Dalam pengertian ini paham integralistik memberikan suatu prinsip bahwa negara
adalah suatu kesatuan integral dari unsur-unsur yang menyusunnya, negara
mengatasi semua golongan bagian-bagian yang membentuk negara, negara tidak
memihak pada suatu golongan betapapun golongan tersebut sebagai golongan
terbesar. Negara dan bangsa adalah untuk semua unsur yang membentuk kesatuan
tersebut.
Paham
integralistik yang terkandung dalam Pancasila meletakkan azas kebersamaan
hidup, mendambakan keselarasan dalam hhubungan antar individu maupun
masyarakat. Dalam pengertian ini paham negara integralistik tidak memihak pada
yang kuat, tidak mengenal dominasi mayoritas dan juga tidak mengenal tirani minoritas. Maka di dalamnya
terkandung nilai kebersamaan, kekeluargaan, ke-“Bhinneka Tunggal Ikaan”, nilai religius, serta keserasian
(Parieta, 1995:274).
Pemikiran
negara integralistik yang telah berakar pada budaya bangsa Indonesia sejak
zaman dahulu kala pada hakikatnya terdiri atas bagian-bagian yang secara mutlak
membentuk suatu kesatuan.
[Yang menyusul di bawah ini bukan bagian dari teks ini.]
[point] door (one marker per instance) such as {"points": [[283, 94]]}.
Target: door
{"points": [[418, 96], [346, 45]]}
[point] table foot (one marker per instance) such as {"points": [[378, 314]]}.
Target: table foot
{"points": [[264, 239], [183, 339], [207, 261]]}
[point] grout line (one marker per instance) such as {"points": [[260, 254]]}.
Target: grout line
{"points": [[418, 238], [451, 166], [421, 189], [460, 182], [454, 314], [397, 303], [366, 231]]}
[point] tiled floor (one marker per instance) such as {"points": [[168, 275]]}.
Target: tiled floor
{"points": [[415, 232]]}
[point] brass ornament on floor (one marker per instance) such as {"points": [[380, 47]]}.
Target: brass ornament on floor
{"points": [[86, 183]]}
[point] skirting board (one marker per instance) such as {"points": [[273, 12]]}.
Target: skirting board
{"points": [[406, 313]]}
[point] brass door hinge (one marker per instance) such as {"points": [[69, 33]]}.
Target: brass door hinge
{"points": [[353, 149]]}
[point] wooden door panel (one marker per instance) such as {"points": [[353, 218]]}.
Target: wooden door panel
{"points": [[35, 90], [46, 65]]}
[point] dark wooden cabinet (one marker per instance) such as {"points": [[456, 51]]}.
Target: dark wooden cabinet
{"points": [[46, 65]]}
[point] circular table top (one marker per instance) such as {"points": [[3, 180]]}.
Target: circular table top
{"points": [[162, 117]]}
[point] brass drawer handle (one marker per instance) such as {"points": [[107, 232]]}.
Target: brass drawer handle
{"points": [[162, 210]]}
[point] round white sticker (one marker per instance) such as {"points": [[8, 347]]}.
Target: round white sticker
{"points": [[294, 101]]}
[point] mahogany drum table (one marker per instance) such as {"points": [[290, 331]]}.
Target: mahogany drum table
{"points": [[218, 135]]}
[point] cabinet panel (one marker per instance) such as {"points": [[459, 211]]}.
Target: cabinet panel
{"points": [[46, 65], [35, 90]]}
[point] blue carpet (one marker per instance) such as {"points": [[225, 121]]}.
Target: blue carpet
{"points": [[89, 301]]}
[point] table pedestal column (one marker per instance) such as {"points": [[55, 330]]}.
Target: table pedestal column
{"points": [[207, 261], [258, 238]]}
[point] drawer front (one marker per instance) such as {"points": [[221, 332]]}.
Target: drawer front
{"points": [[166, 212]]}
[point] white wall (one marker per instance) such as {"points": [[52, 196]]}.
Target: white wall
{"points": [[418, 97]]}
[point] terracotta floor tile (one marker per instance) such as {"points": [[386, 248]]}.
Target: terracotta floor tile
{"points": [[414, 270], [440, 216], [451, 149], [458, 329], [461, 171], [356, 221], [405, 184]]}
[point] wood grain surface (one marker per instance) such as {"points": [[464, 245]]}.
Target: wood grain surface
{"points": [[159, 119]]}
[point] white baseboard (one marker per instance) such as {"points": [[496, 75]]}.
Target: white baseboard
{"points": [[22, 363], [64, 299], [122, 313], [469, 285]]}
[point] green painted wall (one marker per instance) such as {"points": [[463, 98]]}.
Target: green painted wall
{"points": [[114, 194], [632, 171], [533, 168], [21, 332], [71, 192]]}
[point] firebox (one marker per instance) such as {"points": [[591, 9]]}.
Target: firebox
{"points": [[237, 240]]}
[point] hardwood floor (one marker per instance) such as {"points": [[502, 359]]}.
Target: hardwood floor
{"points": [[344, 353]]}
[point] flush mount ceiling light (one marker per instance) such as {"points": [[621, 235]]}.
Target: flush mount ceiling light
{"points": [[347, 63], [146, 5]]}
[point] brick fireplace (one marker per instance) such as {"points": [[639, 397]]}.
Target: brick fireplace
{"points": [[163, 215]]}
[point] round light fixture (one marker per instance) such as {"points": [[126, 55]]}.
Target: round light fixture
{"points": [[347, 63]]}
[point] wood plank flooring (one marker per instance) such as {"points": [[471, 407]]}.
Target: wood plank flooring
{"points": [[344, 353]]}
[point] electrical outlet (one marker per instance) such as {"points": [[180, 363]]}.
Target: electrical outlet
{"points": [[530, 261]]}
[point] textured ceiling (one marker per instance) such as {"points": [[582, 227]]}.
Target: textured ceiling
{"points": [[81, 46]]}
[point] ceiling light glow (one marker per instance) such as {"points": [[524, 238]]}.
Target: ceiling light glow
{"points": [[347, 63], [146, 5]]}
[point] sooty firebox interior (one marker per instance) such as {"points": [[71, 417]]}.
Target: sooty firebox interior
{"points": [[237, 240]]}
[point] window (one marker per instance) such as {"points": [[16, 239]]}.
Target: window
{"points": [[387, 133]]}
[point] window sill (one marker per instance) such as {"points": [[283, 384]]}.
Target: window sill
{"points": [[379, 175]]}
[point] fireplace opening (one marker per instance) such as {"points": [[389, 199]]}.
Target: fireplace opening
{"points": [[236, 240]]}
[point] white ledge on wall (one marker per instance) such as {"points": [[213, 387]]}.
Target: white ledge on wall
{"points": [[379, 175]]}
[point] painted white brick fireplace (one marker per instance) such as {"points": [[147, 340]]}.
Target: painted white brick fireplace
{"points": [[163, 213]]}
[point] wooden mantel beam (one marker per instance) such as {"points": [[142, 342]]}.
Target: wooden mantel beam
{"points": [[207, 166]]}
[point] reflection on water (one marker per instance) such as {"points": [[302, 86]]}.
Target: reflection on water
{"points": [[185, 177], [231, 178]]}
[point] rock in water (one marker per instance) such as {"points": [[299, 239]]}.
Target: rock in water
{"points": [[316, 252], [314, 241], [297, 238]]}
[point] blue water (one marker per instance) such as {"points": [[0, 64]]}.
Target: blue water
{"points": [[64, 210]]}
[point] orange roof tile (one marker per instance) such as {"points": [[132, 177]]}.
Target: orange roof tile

Bangsa Indonesia terdiri atas manusia-manusia sebagai
individu, keluarga-keluarga, kelompok-kelompok, golongan-golongan, suku
bangsa-suku bangsa, adapun wilayah terdiri atas pulau-pulau keseluruhannya itu
merupakan suatu kesatuan baik lahir maupun bathin.
1.
Hubungan antara Individu dan Negara
Manusia
pada hakikatnya adalah makhluk jasmani rokhani, makhluk pribadi dan sebagai
makhluk Tuhan Yang Maha Esa, serta manusia adalah makhluk individu dan makhluk
sosial. Keseluruhan unsur hakikat manusia tersebut adalah merupakan suatu
totalitas yang bersifat ‘majemuk tunggal’ atau ‘monopluralis’. Sifat kodrat manusia sebagai makhluk individu dan
makhluk sosial yang merupakan sifat dasar dari totalitas manusia dalam negara.
Dalam negara sebagai suatu totalitas senantiasa terdapat sejumlah subjek yang
senantiasa berelasi antara satu dengan lainnya. Relasi yang memacu ke arah
terbentuknya kebersamaan yang bersifat totalitas hanyalah relasi yang
ekuivalensi, yaitu di satu sisi mengandung kemiripan atau kesamaan. Kemiripan
membuat subjek saling membutuhkan dengan lain perkataan ‘saling tergantung’.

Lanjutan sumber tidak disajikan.